Chapter 6. Analytics

It is important to understand that the analytics workload has characteristics that are different from normal reads and writes in Cassandra. In most cases, MapReduce jobs will have to read all or most of the data from Cassandra to run the analytics on it. Mixing the analytics workload and normal reads can cause poor performance on the regular read operations in the system. It will cause filesystem caches and other Cassandra caches to be trashed by the analytics workload. Hence, most users separate different workloads into different physical clusters, allowing the normal reads to be optimized by Cassandra.

It is important to note that this scenario is true not only for Cassandra, but for any other real-time data storage solution available in the market.
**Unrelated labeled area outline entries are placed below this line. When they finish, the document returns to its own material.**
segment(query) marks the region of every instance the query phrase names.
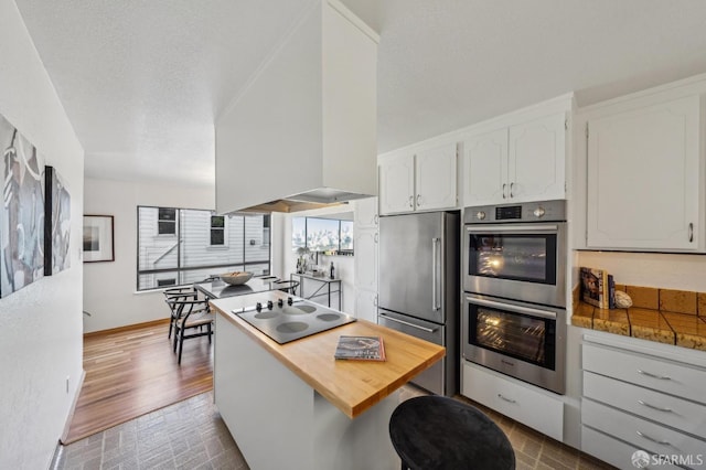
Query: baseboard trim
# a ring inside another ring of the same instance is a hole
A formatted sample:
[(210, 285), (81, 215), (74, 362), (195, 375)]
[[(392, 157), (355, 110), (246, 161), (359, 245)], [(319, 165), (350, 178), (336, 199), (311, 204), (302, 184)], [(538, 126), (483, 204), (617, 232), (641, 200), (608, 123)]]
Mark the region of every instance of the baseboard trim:
[(108, 330), (92, 331), (84, 333), (84, 338), (101, 337), (104, 334), (119, 333), (121, 331), (139, 330), (146, 327), (156, 327), (161, 323), (169, 323), (169, 318), (160, 318), (159, 320), (146, 321), (145, 323), (127, 324), (125, 327), (110, 328)]
[(76, 404), (78, 404), (78, 396), (81, 395), (81, 389), (84, 387), (84, 378), (86, 378), (86, 371), (81, 370), (81, 378), (78, 378), (78, 384), (76, 386), (76, 393), (74, 394), (74, 399), (72, 400), (71, 408), (68, 409), (68, 417), (66, 418), (66, 423), (64, 424), (64, 431), (62, 436), (58, 438), (58, 445), (63, 446), (66, 437), (68, 437), (68, 429), (71, 428), (71, 421), (74, 419), (74, 412), (76, 410)]

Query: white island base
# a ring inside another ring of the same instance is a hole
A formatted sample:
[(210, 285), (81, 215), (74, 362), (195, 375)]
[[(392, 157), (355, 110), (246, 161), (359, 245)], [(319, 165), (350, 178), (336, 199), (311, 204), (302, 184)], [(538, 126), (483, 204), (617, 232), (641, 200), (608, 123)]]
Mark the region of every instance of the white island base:
[(354, 419), (216, 314), (215, 402), (253, 470), (398, 469), (393, 392)]

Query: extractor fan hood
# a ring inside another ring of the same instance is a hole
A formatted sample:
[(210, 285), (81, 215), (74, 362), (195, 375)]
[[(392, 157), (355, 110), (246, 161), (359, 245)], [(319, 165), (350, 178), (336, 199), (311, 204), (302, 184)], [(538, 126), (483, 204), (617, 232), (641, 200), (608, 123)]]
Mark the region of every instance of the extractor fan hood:
[(377, 34), (307, 2), (216, 120), (216, 211), (295, 212), (377, 193)]

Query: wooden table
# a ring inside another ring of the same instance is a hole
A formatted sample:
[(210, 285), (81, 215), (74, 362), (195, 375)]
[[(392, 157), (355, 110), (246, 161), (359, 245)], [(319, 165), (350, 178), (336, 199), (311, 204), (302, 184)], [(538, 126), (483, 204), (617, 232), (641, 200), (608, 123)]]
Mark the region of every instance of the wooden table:
[[(393, 469), (398, 388), (445, 349), (364, 320), (278, 344), (238, 310), (279, 291), (213, 301), (216, 406), (250, 468)], [(336, 361), (339, 337), (379, 335), (386, 362)]]
[(225, 297), (245, 296), (248, 293), (267, 292), (269, 290), (287, 289), (290, 281), (282, 281), (276, 276), (254, 277), (239, 286), (232, 286), (222, 280), (196, 282), (194, 288), (208, 299), (222, 299)]

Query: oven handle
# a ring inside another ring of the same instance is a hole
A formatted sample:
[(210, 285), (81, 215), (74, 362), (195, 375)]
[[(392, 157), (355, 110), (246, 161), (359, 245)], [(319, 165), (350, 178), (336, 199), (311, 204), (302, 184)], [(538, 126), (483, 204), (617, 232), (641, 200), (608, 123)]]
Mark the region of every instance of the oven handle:
[(439, 305), (439, 293), (437, 289), (439, 286), (439, 279), (437, 270), (439, 269), (439, 258), (437, 252), (441, 246), (441, 238), (431, 238), (431, 310), (439, 311), (441, 306)]
[(526, 313), (534, 317), (556, 320), (556, 313), (549, 310), (539, 310), (539, 309), (533, 309), (530, 307), (511, 306), (509, 303), (495, 302), (493, 300), (474, 299), (472, 297), (466, 297), (466, 300), (468, 302), (475, 303), (483, 307), (494, 307), (503, 310), (509, 310), (515, 313)]
[(502, 233), (502, 232), (523, 232), (523, 231), (539, 231), (539, 232), (556, 232), (559, 226), (556, 224), (496, 224), (496, 225), (467, 225), (466, 231), (473, 234), (484, 233)]
[(406, 324), (407, 327), (416, 328), (417, 330), (426, 331), (427, 333), (434, 333), (435, 331), (438, 330), (438, 328), (419, 327), (418, 324), (414, 324), (408, 321), (397, 320), (396, 318), (388, 317), (385, 313), (377, 313), (377, 316), (383, 317), (385, 320), (394, 321), (397, 323)]

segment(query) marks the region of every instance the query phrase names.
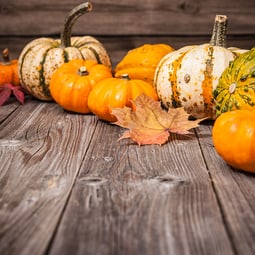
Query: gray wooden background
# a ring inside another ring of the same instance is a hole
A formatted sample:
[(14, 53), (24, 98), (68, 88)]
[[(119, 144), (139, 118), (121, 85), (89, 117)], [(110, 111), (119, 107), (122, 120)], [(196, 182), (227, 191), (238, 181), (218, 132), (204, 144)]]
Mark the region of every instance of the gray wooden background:
[[(37, 37), (59, 37), (68, 12), (81, 0), (1, 0), (0, 50), (18, 57)], [(228, 46), (255, 46), (254, 0), (92, 0), (93, 11), (80, 17), (73, 35), (92, 35), (113, 63), (144, 43), (174, 48), (209, 41), (216, 14), (228, 16)]]

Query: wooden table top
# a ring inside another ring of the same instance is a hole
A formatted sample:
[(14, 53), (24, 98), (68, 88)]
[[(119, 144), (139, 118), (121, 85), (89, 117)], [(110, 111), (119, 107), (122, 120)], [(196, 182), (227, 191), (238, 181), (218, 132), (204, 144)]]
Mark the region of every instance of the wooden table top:
[(0, 107), (0, 254), (255, 254), (255, 175), (226, 165), (211, 129), (138, 146), (93, 115), (10, 101)]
There are a lot of analytics products the community supports; we will just cover a few of them in this chapter.

Hadoop integration

Cassandra out of the box supports Hadoop, Hive, and Pig to run analytics jobs on top of existing data in Cassandra.
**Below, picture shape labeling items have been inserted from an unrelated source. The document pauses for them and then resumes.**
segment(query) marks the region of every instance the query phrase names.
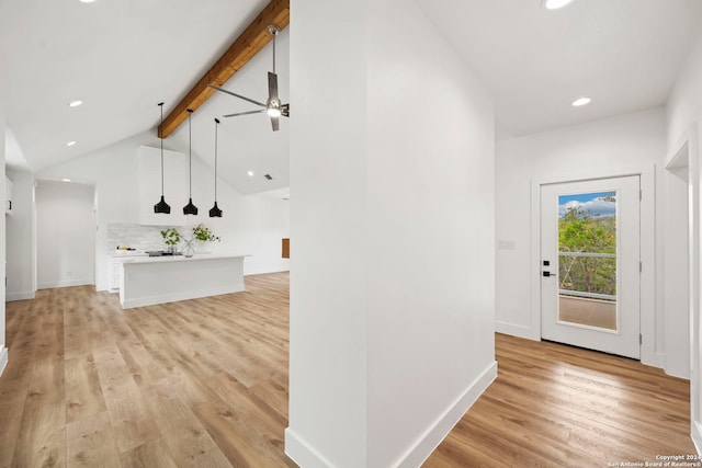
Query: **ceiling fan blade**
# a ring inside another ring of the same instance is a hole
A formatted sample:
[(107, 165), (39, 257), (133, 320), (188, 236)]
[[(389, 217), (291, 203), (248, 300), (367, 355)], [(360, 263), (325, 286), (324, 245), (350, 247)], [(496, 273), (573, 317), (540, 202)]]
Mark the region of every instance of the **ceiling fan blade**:
[(268, 102), (278, 102), (278, 75), (268, 72)]
[(236, 114), (223, 115), (223, 117), (236, 117), (238, 115), (260, 114), (262, 112), (265, 112), (265, 109), (261, 109), (260, 111), (237, 112)]
[(249, 99), (249, 98), (244, 96), (244, 95), (241, 95), (241, 94), (237, 94), (237, 93), (235, 93), (235, 92), (231, 92), (231, 91), (225, 90), (224, 88), (217, 88), (217, 87), (215, 87), (214, 84), (207, 84), (207, 85), (208, 85), (210, 88), (212, 88), (213, 90), (222, 91), (223, 93), (227, 93), (227, 94), (233, 95), (233, 96), (235, 96), (235, 98), (239, 98), (239, 99), (242, 99), (242, 100), (245, 100), (245, 101), (248, 101), (248, 102), (250, 102), (251, 104), (256, 104), (256, 105), (260, 105), (261, 107), (265, 107), (265, 104), (260, 103), (260, 102), (258, 102), (258, 101), (253, 101), (252, 99)]

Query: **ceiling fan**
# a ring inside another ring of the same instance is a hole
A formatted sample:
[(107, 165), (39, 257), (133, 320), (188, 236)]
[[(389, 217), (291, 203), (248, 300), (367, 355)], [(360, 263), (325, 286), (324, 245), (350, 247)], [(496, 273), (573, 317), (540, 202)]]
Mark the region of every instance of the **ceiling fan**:
[(280, 129), (280, 116), (282, 115), (284, 117), (290, 117), (290, 104), (281, 104), (281, 100), (278, 96), (278, 75), (275, 75), (275, 36), (278, 36), (278, 34), (281, 32), (281, 28), (274, 24), (271, 24), (268, 26), (268, 32), (273, 36), (273, 71), (268, 72), (268, 100), (265, 101), (265, 104), (244, 96), (241, 94), (225, 90), (223, 88), (215, 87), (214, 84), (208, 84), (208, 87), (235, 98), (242, 99), (244, 101), (250, 102), (251, 104), (263, 107), (258, 111), (227, 114), (223, 115), (223, 117), (236, 117), (239, 115), (259, 114), (265, 112), (269, 117), (271, 117), (271, 126), (273, 127), (273, 132), (278, 132)]

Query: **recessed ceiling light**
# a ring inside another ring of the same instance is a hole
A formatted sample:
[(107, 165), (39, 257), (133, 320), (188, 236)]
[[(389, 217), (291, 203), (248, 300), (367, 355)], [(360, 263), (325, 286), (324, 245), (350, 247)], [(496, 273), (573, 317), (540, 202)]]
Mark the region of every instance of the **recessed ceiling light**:
[(558, 10), (570, 3), (573, 0), (543, 0), (541, 4), (543, 4), (546, 10)]
[(590, 98), (578, 98), (578, 99), (576, 99), (575, 101), (573, 101), (573, 104), (571, 104), (571, 105), (573, 105), (574, 107), (579, 107), (579, 106), (581, 106), (581, 105), (589, 104), (589, 103), (590, 103), (590, 101), (592, 101)]

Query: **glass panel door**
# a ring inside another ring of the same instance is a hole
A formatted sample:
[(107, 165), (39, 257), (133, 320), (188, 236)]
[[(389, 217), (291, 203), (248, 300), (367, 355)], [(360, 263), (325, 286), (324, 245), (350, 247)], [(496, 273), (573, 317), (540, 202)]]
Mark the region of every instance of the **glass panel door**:
[(618, 330), (616, 192), (558, 195), (558, 321)]

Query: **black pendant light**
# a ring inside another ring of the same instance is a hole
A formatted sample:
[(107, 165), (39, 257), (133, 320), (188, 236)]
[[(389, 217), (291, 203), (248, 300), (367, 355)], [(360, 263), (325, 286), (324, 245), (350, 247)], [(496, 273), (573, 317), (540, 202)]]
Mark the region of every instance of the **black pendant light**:
[(192, 109), (188, 109), (188, 135), (190, 142), (188, 145), (189, 163), (188, 163), (188, 205), (183, 206), (183, 215), (196, 215), (197, 207), (193, 205), (193, 130), (190, 123), (190, 116), (193, 114)]
[[(159, 132), (163, 127), (163, 103), (158, 104), (161, 107), (161, 125), (158, 127)], [(171, 207), (166, 203), (163, 198), (163, 138), (161, 138), (161, 201), (154, 205), (154, 213), (163, 213), (166, 215), (170, 215)]]
[(217, 127), (219, 119), (215, 118), (215, 206), (210, 208), (211, 218), (222, 218), (222, 209), (217, 206)]

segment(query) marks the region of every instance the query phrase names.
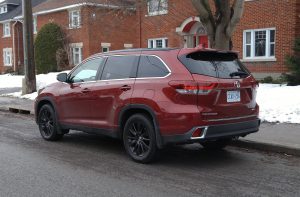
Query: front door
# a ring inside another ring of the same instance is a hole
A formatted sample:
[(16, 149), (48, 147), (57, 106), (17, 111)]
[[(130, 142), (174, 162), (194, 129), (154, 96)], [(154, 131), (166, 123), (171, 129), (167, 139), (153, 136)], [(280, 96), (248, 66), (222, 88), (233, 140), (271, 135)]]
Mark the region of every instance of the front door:
[(64, 83), (60, 89), (58, 101), (60, 122), (72, 125), (90, 125), (91, 103), (95, 100), (92, 87), (101, 66), (103, 66), (102, 58), (91, 59), (79, 65), (69, 74), (69, 83)]
[(130, 104), (139, 56), (108, 57), (101, 80), (94, 87), (92, 117), (97, 128), (114, 129), (120, 110)]

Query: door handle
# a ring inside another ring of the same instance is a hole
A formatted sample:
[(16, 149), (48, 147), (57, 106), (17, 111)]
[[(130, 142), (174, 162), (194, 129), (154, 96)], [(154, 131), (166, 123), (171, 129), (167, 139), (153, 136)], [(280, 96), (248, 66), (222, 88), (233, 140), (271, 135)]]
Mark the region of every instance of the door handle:
[(129, 85), (123, 85), (121, 88), (120, 88), (122, 91), (128, 91), (131, 89), (131, 87)]
[(88, 89), (88, 88), (84, 88), (81, 92), (82, 92), (82, 93), (89, 93), (89, 92), (91, 92), (91, 90)]

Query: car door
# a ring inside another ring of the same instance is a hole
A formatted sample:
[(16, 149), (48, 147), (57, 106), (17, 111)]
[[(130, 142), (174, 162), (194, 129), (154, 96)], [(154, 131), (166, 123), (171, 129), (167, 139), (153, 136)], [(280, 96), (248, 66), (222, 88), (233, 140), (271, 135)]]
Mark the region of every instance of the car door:
[(60, 89), (60, 121), (64, 124), (91, 124), (91, 103), (95, 99), (92, 87), (102, 71), (104, 59), (101, 57), (89, 59), (73, 70), (69, 83), (64, 83)]
[(96, 99), (92, 101), (94, 126), (114, 129), (119, 111), (130, 103), (139, 56), (110, 56), (105, 63), (101, 80), (93, 87)]

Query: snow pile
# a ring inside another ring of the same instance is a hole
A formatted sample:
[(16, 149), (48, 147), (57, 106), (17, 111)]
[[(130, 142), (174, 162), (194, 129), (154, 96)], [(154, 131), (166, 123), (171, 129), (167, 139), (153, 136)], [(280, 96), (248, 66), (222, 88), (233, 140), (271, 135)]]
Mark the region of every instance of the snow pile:
[[(68, 73), (70, 71), (63, 71), (65, 73)], [(52, 72), (48, 74), (40, 74), (36, 76), (36, 89), (42, 89), (46, 87), (47, 85), (50, 85), (52, 83), (57, 82), (57, 75), (61, 72)], [(11, 74), (5, 74), (0, 75), (0, 88), (21, 88), (22, 87), (22, 79), (24, 76), (20, 75), (11, 75)], [(3, 94), (0, 96), (12, 96), (12, 97), (19, 97), (24, 99), (30, 99), (34, 100), (37, 97), (37, 92), (34, 92), (32, 94), (26, 94), (22, 95), (22, 92), (14, 92), (10, 94)]]
[(0, 88), (19, 88), (22, 87), (24, 76), (11, 74), (0, 75)]
[(257, 103), (263, 121), (300, 123), (300, 86), (260, 84)]

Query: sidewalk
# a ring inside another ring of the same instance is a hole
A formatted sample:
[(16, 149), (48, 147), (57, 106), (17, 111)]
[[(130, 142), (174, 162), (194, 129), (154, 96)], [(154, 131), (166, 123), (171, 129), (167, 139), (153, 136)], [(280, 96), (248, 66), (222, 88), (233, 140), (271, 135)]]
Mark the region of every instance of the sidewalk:
[[(34, 114), (33, 101), (0, 96), (0, 110), (10, 107)], [(232, 145), (300, 156), (300, 124), (262, 123), (259, 132), (240, 138)]]
[(8, 111), (9, 108), (26, 110), (30, 111), (30, 114), (34, 114), (34, 105), (32, 100), (0, 96), (0, 110)]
Configuring Hadoop with Cassandra

There are multiple ways to configure Hadoop to work with Cassandra. It's best to run the Hadoop cluster on the same server as Cassandra nodes, which goes with the idea of moving the computation to the data than moving the data to the computation. Database vendors such as DataStax provide a Hadoop distribution, which allows us to run Hadoop on the same box as Cassandra, removing the need for HDFS storage for intermediate data and metadata for the jobs.

Alternatively, you want to have a separate server for your NameNode and JobTracker and install a Hadoop TaskTracker and DataNode on each of your Cassandra nodes, allowing the JobTracker to assign tasks to the Cassandra nodes that contain data for those tasks. You also need HDFS installed on different drives or nodes to allow Hadoop to use the distributed filesystem for copying dependency jars, static data, and intermediate results for job execution. This method allows users to run the analytics near the data instead of transferring the data across the network, but it is worth noting that this might be a bad idea in some cases since the resources are shared.
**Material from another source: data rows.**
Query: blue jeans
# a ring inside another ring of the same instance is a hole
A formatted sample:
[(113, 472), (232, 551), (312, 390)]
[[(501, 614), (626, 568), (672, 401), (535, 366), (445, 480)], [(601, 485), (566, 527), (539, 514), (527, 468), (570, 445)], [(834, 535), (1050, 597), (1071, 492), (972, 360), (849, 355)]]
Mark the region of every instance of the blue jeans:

Users might also want to disable dynamic snitch while trying to do local reads on the analytics nodes; this will force Cassandra to read locally instead of fetching the data from the neighbors when the score fluctuates on the basis of latencies. You also need to configure HADOOP_CLASSPATH in <hadoop_home>/conf/hadoop-env.sh to include the Cassandra lib libraries.

Virtual datacenter

You can configure the virtual datacenter (just like a multi-DC setup, but it's not physically separated) in Cassandra to separate the analytics workload from the real-time web serving (or similar) traffic; before changing any of the settings, make sure that all the keyspaces use NetworkToplogyStrategy (NTS) and the required replication factor is already selected. (Please see the previous chapters for choosing the replication factor and configuring the keyspaces.)

Adding nodes to a different datacenter (virtual) is as simple as changing the property files if PropertyFileSnitch or GossipingPropertyFileSnitch are used. Configure the new nodes with the appropriate tokens or enable vnodes to start these nodes.

There are two ways to bootstrap the node with the data that the node is supposed to have. However, the recommended and faster way to bootstrap the new cluster is by enabling the replication factor of the new DC for the keyspaces that need to be replicated, and bootstrapping the nodes in the new cluster one-by-one. The other way to bootstrap the datacenter is to bootstrap the node without changing the replication factor and later repairing the nodes one-by-one to synchronize and replicate the old data to the new DC.

PropertyFileSnitch

PropertyFileSnitch helps Cassandra know about the location of the nodes by rack and datacenter. Snitch uses a defined description of the network information from the property file located in <Cassandra_Home>/conf/cassandra-topology.properties; or if you use the Debian package, look for the /etc/cassandra folder (same location as Cassandra.yaml).

As a user, it is your responsibility to configure the right IP address and server location, which are used by Cassandra to understand the network layout.

You can define your datacenter names to be any arbitrary names, but care should be taken to match the datacenter name provided here to the name provided while configuring the keyspace's strategy options (NetworkToplogyStategy).

Every node in the cluster should be described in the cassandra-topology.properties file and should be consistent with all the servers in the cluster.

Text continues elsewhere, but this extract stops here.